Could you possibly understand where this is coming from?
"certain ideas flash to our minds with a smell, a sight, or thought of something that triggers the memory. always and every time, my mind returns to 10 years ago when we first bought the guitar the the abba cd. we were in my room, listening to fernadez when my dad struck a pose across the doorway with the guitar slung over his chest... then, he strummed to an improvised version of abba with lyrics of having picked me up from the garbage and how my mom smelt like that. my mom then boast that my dad could play the drums too. all in good humour. the light was dimmed that evening and the air was cool and fresh in the room - a mid year christmas. i laughed my ass off so badly in that phase that the term st.smiley stuck on quickly to my uproarious laughter as i rang the kangaroo bell through the house at 8am most mornings going "wakey wakey, rise and shine sleeping beauty". a nuisance, but always most determine to turn every wrong side of the bed right with a beam. some times, i wonder where i went to.
the time my sister had septic artheristis, i slept in my favourite corner of my dad's room convinced that his worldly pressence would chase the night ghosts casts by the looming cast iron piece over the masterbedroom. i was convinced my sis would die and made an errornous call one day to woodbridge instead of kk and was scared stiff by the old man that greeted me on the other line. we - my dad and i - made many circles around the florists and ate our daily most delicious wanton mee before buying a lettuce pie up (vegetables never appealed to me but i remembered that being exceptionally delicious).
i remember the drama that ensued from a late night hospitalisation which i thought was the end of many bad things with the love it brought forth, but tender things like love fade as quickly as recovery gained speed. i sat by the hospital bed reading great expectations and could not help but feel so blessed with this tragic but blissful moment.

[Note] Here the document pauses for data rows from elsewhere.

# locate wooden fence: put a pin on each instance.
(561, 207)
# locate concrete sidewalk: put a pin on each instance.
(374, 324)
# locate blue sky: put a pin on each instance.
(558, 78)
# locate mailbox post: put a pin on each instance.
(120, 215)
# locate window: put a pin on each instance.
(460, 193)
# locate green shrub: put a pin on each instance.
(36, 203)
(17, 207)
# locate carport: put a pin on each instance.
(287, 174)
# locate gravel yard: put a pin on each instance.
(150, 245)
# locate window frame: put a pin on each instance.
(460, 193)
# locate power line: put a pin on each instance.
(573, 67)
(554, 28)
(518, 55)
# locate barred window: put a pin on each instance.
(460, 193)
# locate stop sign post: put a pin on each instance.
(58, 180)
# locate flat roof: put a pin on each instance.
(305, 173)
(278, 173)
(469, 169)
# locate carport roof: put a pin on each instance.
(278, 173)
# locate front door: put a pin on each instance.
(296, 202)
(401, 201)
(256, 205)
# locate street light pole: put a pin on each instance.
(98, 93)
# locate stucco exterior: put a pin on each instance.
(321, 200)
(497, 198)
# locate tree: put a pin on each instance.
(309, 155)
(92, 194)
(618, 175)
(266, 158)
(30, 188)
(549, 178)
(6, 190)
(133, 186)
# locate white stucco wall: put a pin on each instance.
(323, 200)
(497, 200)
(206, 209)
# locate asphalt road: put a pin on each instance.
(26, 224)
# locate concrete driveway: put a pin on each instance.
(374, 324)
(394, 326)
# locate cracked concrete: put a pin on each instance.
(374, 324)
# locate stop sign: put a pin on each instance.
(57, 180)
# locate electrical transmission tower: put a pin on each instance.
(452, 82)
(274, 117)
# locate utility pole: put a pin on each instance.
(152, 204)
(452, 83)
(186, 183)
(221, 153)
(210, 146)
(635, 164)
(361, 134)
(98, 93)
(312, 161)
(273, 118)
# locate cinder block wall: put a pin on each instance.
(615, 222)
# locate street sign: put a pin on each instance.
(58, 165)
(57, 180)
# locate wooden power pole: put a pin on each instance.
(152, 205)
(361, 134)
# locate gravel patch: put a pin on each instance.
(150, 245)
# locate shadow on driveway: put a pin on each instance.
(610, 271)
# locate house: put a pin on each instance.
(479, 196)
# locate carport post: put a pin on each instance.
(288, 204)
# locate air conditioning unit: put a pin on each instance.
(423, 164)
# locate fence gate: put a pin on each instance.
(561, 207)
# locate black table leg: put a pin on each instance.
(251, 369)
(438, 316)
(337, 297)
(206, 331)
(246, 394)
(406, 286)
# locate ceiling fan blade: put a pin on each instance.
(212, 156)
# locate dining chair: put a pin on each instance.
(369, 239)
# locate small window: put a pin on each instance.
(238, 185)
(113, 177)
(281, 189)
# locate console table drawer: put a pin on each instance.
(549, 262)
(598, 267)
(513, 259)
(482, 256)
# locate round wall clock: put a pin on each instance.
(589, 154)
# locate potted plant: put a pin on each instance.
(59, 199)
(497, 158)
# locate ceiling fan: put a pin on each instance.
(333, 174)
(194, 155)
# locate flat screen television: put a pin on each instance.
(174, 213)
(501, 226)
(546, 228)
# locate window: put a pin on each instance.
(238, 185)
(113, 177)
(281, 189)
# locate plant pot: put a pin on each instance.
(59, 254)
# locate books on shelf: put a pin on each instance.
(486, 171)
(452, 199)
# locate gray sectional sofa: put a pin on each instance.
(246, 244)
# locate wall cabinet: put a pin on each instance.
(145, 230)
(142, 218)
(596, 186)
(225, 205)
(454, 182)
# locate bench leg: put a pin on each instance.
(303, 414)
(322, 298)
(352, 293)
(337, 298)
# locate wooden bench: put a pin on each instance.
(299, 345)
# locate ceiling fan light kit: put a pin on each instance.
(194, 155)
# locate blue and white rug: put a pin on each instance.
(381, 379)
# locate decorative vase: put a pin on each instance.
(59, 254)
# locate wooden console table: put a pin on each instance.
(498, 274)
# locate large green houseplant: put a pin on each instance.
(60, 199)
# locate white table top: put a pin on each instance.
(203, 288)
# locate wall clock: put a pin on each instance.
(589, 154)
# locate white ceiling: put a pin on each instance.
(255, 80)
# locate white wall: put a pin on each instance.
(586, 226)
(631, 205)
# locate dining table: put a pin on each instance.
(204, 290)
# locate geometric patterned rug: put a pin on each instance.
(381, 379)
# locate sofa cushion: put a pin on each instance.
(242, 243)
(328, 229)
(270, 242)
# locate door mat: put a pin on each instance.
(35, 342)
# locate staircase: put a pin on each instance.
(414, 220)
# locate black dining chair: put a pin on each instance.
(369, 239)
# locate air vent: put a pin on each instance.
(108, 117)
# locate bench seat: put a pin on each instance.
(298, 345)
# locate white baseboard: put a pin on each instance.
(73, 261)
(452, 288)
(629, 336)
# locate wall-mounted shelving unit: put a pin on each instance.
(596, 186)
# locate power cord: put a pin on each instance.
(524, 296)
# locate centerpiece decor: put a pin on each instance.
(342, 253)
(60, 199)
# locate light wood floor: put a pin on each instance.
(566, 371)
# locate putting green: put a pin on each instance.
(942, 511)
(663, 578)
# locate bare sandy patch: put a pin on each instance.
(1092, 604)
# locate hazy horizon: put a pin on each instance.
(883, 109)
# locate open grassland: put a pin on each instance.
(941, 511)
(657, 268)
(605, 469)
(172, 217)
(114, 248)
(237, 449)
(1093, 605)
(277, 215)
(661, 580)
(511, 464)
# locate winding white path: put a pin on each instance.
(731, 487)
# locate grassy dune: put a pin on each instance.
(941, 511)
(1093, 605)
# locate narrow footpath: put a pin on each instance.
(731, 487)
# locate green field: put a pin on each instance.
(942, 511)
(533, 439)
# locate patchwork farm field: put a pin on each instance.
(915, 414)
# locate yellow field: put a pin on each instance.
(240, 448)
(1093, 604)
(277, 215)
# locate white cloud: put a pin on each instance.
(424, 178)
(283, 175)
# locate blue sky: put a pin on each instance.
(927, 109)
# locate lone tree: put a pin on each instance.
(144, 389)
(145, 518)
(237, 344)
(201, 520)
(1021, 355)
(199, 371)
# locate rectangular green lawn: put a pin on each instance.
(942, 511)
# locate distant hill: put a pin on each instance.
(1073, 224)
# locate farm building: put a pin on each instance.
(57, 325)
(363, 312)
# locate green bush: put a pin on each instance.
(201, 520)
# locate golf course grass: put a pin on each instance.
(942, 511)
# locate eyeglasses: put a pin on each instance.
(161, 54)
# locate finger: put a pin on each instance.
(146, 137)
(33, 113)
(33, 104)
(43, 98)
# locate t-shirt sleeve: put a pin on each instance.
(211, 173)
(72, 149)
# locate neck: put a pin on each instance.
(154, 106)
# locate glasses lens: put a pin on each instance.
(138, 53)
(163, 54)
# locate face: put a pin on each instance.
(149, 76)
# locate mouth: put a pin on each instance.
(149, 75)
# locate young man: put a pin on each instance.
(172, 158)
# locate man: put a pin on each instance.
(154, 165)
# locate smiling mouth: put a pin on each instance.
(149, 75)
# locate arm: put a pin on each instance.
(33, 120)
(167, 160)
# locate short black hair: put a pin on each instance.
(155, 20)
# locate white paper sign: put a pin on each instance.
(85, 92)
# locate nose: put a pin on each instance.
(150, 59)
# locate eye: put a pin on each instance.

then, the last of the things i remember. a birthday. a dinner. and the one moment my tongue went backwards - i had no words, only sadness. i remember all as if from a past life because i can hardly comprehend them now. love, i don't know how else to say this but love has no way to die. like energy, it can be converted to other forms but has no death incapacitated by time or space.
love, is such a strong feeling in our hearts.
memories - to forget them would be impossible with the intricacies in which they are intertwined with our personalities. i keep recalling for i fear forgetting. however, with each recollection, the memory is less of its own character and more of the additions your creative mind takes to invent."